Class SetExpression

java.lang.Object
dev.yasint.regexsynth.synthesis.SetExpression
All Implemented Interfaces:
Expression

public class SetExpression
extends java.lang.Object
implements Expression
Synthesis :: Mutable Regular Expression Set

This generates a regular expression set when given a range or chars. This class handles the simple character class and ranged character classes expressions along with set negation.

  • Constructor Summary

    Constructors 
    Constructor Description
    SetExpression​(boolean negated)  
  • Method Summary

    Modifier and Type Method Description
    void addChar​(int codepoint)
    Add a single hexadecimal/integer codepoint to this set.
    void addRange​(int codepointA, int codepointB)
    Add a range of codepoints to this set.
    SetExpression difference​(SetExpression b)
    Performs a subtraction of two regular expressions set.
    SetExpression intersection​(SetExpression b)
    Performs a intersection of two regular expressions set.
    void negate()
    Negates this set expression
    java.lang.StringBuilder toRegex()
    Creates a character class expression.
    SetExpression union​(SetExpression b)
    Performs a union of two regular expressions set.
    SetExpression withUnicodeClass​(UnicodeScript block, boolean negated)
    This allows you to include unicode blocks to a set expression.

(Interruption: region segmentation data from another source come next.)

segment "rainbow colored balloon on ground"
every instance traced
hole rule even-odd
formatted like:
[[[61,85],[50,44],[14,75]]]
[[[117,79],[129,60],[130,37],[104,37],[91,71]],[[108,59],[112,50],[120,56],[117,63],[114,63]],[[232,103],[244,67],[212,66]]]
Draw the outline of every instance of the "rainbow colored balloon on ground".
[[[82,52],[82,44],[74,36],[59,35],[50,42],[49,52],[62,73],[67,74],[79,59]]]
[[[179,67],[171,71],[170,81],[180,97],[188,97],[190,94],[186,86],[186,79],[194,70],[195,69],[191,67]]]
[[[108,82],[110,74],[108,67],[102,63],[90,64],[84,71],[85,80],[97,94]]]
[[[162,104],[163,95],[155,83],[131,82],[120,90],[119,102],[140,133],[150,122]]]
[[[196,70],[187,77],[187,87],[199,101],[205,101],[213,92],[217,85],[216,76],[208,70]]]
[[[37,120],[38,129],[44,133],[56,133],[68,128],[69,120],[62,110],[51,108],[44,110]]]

    Methods inherited from class java.lang.Object

    clone, equals, finalize, getClass, hashCode, notify, notifyAll, toString, wait, wait, wait

    Methods inherited from interface dev.yasint.regexsynth.api.Expression

    debug
  • Constructor Details

  • Method Details

    • negate

      public void negate()
      Negates this set expression
    • addRange

      public void addRange​(int codepointA, int codepointB)
      Add a range of codepoints to this set. This operation will iterate over the given range inclusively. And store them in the codepoints sorted set.
      Parameters:
      codepointA - unicode codepoint from 0x000000
      codepointB - unicode codepoint upto 0x10FFFF
    • addChar

      public void addChar​(int codepoint)
      Add a single hexadecimal/integer codepoint to this set. Caller may invoke this function multiple times to add all the values to the set.
      Parameters:
      codepoint - 0x000000 - 0x10FFFF
    • union

      public SetExpression union​(SetExpression b)
      Performs a union of two regular expressions set. It will modify the source set @code{this} while operating.
      Parameters:
      b - set expression b
      Returns:
      elements that belongs to this or b
    • intersection

      public SetExpression intersection​(SetExpression b)
      Performs a intersection of two regular expressions set. It will modify the source set @code{this} while operating.
      Parameters:
      b - set expression b
      Returns:
      elements that belongs to this and b
    • difference

      public SetExpression difference​(SetExpression b)
      Performs a subtraction of two regular expressions set. It will modify the source set @code{this} while operating.
      Parameters:
      b - set expression b
      Returns:
      elements that belongs to this and not to b
    • withUnicodeClass

      public SetExpression withUnicodeClass​(UnicodeScript block, boolean negated)
      This allows you to include unicode blocks to a set expression. Note that when a block is included to a set. It does not check for ranges, it simply append the correct syntax to the set expression. i.e. [0-9A-Z\p{Arabic}]
      Parameters:
      negated - whether this unicode block is negated or not
      block - valid unicode general category / script block
      Returns:
      this
    • toRegex

      public java.lang.StringBuilder toRegex()
      Creates a character class expression. This algorithm uses unicode codepoints to create character class ranges.
      Specified by:
      toRegex in interface Expression
      Returns:
      set expression